Hong Kong - A popular Hong Kong magazine was Tuesday fined for publishing a nude photograph of a famous actress who had been kidnapped and stripped by gangsters 18 years ago. The picture of Carina Lau, published in East Week magazine in 2002, was taken in 1990 when the actress was picked up by a group of triad gangsters, stripped and forced to pose for photographs.
Publication of the topless photo of a blindfolded and clearly distressed Lau on the front cover of the magazine, owned at the time by businessman Albert Yeung, caused a huge outcry.
Actors including action star Jackie Chan staged public protests over the picture and the outcry forced the magazine to stop publication for a year.
Yeung sold the magazine before its relaunch. At Tuesday's long-delayed hearing, the magazine's current owner, the New Media Group, admitted distributing obscene articles and was fined 20,000 Hong Kong dollars (2,560 US dollars).
Lau, now aged 43, later said the picture was taken against her will when she was bundled into a car and blindfolded by the gangsters while she was a young starlet.

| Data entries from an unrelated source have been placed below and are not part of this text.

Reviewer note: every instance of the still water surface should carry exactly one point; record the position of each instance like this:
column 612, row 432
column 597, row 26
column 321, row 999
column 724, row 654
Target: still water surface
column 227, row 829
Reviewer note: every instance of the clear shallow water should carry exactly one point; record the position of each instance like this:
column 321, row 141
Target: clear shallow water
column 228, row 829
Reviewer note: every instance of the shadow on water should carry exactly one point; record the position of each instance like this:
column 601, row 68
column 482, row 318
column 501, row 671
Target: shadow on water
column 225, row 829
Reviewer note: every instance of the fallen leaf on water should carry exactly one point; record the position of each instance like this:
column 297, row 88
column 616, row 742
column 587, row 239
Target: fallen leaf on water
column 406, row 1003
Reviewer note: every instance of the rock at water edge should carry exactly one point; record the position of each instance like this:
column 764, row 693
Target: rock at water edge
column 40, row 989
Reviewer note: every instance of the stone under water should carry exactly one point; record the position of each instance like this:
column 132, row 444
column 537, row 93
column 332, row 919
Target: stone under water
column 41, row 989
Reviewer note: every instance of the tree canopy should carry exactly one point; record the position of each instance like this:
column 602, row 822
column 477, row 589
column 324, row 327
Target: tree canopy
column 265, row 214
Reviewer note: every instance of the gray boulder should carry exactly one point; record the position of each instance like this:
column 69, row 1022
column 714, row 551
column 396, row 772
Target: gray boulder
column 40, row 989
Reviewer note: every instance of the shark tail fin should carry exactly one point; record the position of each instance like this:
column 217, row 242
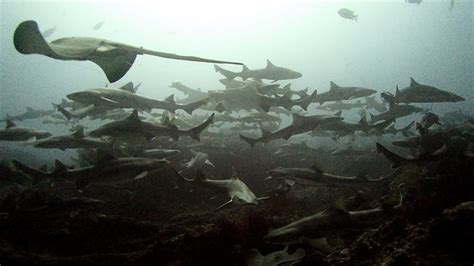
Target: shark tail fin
column 227, row 73
column 392, row 157
column 65, row 112
column 195, row 132
column 250, row 141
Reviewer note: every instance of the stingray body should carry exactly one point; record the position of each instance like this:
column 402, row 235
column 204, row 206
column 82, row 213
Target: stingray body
column 114, row 58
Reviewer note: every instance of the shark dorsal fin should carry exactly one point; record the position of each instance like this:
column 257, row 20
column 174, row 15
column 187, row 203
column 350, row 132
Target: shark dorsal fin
column 316, row 168
column 128, row 87
column 363, row 121
column 333, row 86
column 59, row 167
column 134, row 117
column 170, row 99
column 269, row 64
column 10, row 123
column 79, row 133
column 413, row 82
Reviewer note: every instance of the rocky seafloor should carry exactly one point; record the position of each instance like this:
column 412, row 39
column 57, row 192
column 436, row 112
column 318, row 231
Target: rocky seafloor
column 150, row 222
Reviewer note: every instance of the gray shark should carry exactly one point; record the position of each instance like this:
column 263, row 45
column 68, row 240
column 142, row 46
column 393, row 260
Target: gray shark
column 192, row 93
column 300, row 124
column 280, row 257
column 453, row 147
column 347, row 14
column 114, row 58
column 270, row 72
column 114, row 98
column 372, row 103
column 404, row 130
column 134, row 126
column 333, row 220
column 238, row 191
column 396, row 111
column 337, row 93
column 108, row 170
column 419, row 93
column 167, row 154
column 340, row 105
column 31, row 114
column 316, row 175
column 14, row 133
column 77, row 140
column 285, row 101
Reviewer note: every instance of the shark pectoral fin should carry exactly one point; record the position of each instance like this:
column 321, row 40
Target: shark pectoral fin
column 141, row 175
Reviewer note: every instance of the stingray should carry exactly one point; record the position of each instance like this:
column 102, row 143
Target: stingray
column 114, row 58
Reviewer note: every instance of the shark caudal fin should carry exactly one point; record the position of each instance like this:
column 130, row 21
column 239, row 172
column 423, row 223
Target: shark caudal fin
column 227, row 73
column 195, row 132
column 392, row 157
column 249, row 141
column 190, row 107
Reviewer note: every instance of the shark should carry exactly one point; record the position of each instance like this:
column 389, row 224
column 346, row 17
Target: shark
column 340, row 105
column 114, row 58
column 237, row 191
column 300, row 124
column 31, row 114
column 404, row 130
column 12, row 132
column 77, row 140
column 338, row 93
column 370, row 102
column 333, row 220
column 108, row 170
column 280, row 257
column 134, row 126
column 453, row 147
column 115, row 98
column 285, row 101
column 196, row 94
column 270, row 72
column 316, row 175
column 396, row 111
column 420, row 93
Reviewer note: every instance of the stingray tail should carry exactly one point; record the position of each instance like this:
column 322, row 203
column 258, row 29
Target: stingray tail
column 227, row 73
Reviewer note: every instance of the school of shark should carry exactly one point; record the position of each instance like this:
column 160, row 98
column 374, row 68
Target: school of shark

In a recent interview, Lau said the gangsters targeted her because she refused a film role offered to her by their boss. Hong Kong's film industry is notorious for its links with the city's triad gangs.
Lau has starred in dozens of box office hits in Hong Kong including the Infernal Affairs series of films. She married her long-time boyfriend Tony Leung Chiu-wai in a lavish multi-million dollar ceremony in Bhutan in July.
Hong Kong's triad gangs are secret criminal societies that operate in the city and overseas' Chinese communities.
Triad gangsters are reckoned by Hong Kong police to be responsible for 3 per cent of all crime in the former British colony.